Getting Origin translated into French was harder than Darwin had expected. The first translator he approached, Madame Belloc, turned him down on the grounds that the content was ‘too scientific‘, and then in 1860 the French political exile Pierre Talandier rescinded his offer to translate it on the grounds that no publisher was willing to work with such a politically controversial figure. Shortly after, Darwin’s luck changed when Clemence Royer, a French author and economist living in Geneva, agreed to translate Origin into French.
Royer was an extraordinary nineteenth-century woman; a politically active left-wing thinker, she promoted social progression and advocated women’s rights. Royer’s unconventional outlook echoed through her private life, living openly as she did with a married man. Unfortunately for Darwin, her radical politics echoed also through her translation of Origin.
First published in 1862, Royer’s translation of Origin was remarkable. Prefaced with a long anti-clerical rant, Royer added numerous footnotes to the body of Origin which over-ruled Darwin’s apologetic tone. She also took the opportunity to explore the issue of eugenics, to alert readers to the perils of nineteenth-century marriage and to ‘correct’ Darwin’s theory of an ongoing, universal war in nature. Royer even went so far as to edit Origin‘s title, inserting the non-Darwinian, distinctly Lamarckian phrase ”laws of progress” into her revised subtitle.
Unsurprisingly, on reading Royer’s ‘translation’ of Origin Darwin was perplexed to say the least; “I received 2 or 3 days ago”, he told Asa Gray in 1862, “a French Translation of the Origin by a Madelle. Royer, who must be one of the cleverest & oddest women in Europe”. Royer, he said, was an “ardent Deist & hates Christianity, & declares that natural selection & the struggle for life will explain all morality, nature of man, politicks &c &c!!!.” ”Almost everywhere in Origin,” he told Joseph Hooker, “when I express great doubt, she [Royer] appends a note explaining the difficulty or saying that there is none whatever!! It is really curious to know what conceited people there are in the world”.
Royer’s translation of Origin was often poorly-informed and undeniably politicised. What is interesting, however, is that criticisms of her work always made reference to her sex.

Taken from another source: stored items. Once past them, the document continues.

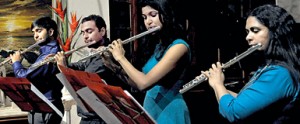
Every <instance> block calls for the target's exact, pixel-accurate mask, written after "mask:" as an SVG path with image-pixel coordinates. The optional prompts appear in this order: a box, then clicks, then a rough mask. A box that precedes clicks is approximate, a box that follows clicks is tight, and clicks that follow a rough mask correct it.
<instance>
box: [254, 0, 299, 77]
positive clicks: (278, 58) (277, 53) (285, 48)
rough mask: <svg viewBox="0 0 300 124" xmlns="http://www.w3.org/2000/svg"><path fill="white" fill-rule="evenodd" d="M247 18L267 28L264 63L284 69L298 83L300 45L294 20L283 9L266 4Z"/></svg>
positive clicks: (283, 9)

In 1862, Edouard Claparede wrote to Darwin to explain that he had tried but failed to prevent Royer from “disfiguring your work completely”. “Mlle. Royer”, he concluded, “is a singular individual whose attractions are not those of her sex”. Here, Claparede echoed the sentiment of French philosopher Ernest Renan who famously described Royer as “almost a man of genius”. 

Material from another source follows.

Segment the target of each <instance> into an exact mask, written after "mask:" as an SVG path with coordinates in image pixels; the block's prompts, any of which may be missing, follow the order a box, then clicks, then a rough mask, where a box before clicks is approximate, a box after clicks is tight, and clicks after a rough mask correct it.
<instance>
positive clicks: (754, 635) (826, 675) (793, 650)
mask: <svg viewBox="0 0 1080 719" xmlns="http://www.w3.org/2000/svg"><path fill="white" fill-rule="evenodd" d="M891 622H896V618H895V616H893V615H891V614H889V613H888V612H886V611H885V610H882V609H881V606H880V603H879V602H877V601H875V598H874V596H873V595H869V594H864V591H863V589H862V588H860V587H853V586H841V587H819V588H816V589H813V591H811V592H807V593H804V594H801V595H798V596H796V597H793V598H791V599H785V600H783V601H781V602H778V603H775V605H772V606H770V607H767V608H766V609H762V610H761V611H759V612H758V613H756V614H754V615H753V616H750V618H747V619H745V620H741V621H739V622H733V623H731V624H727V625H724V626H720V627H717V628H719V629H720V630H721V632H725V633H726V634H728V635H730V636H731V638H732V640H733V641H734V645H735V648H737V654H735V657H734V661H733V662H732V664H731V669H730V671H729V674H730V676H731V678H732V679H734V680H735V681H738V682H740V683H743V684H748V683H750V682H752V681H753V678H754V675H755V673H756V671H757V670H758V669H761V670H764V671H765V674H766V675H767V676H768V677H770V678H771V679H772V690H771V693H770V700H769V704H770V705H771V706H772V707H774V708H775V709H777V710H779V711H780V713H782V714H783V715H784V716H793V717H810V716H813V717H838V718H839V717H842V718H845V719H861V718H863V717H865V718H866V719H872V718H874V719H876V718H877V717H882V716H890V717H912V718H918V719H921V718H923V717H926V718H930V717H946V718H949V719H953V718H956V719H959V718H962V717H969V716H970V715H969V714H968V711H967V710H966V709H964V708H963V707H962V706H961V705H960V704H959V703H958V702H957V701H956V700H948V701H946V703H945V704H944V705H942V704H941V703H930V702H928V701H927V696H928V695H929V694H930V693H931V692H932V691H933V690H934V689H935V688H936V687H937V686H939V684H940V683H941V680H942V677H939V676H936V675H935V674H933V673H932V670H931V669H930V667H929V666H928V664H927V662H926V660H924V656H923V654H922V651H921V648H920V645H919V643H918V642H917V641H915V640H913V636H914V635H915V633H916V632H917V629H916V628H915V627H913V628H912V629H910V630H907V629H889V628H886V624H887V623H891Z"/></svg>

To rewrite and actively politicise another’s work was not just bad scientific practice – it was also, and more importantly, a decidedly masculine way to behave. In the scientific context, a woman’s role was to act silently and diligently (as an editor, proof-reader or translator) in order to aid the flow of men’s ideas. To take a more active and public role was – as a caricature of Royer published in Les hommes d’aujourd’hui in 1881 demonstrated – to display what were deemed to be unequivocally masculine characteristics.

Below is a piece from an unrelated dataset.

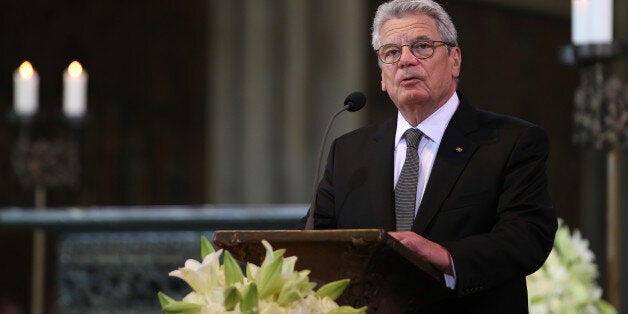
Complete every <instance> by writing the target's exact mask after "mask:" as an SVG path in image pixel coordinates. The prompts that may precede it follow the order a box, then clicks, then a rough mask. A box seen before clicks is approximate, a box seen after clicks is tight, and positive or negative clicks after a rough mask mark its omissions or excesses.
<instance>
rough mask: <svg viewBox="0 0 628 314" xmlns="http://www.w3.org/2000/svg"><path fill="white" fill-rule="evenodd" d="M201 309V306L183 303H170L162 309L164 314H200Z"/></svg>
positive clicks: (177, 301) (180, 301)
mask: <svg viewBox="0 0 628 314" xmlns="http://www.w3.org/2000/svg"><path fill="white" fill-rule="evenodd" d="M202 309H203V306H202V305H200V304H194V303H188V302H183V301H172V302H170V303H168V305H166V306H165V307H164V308H162V310H163V311H164V313H165V314H197V313H200V312H201V310H202Z"/></svg>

This point was not lost on Royer. In 1874 in front of the Société d’Anthropologie de Paris, she criticized a male-controlled scientific establishment in no uncertain terms: “Up until now,” she declared, “science like law, made exclusively by men, has too often considered woman as an absolutely passive being, without instincts or passions or her own interests; as a purely plastic material capable of taking any form given her without resistance; a being without the inner resources to react against the education she receives or against the discipline to which she submits as part of law, custom or opinion. “Woman,” she concluded, “is not made like this.” 
Posted by Philippa Hardman
 See J. Harvey, Almost a Man of Genius: Clemence Royer, Feminism and Nineteenth-Century Science (London, 1997).
 From a paper by Royer titled ‘Sur la natalité which was read before the Societe d’Anthropologie de Paris in 1874.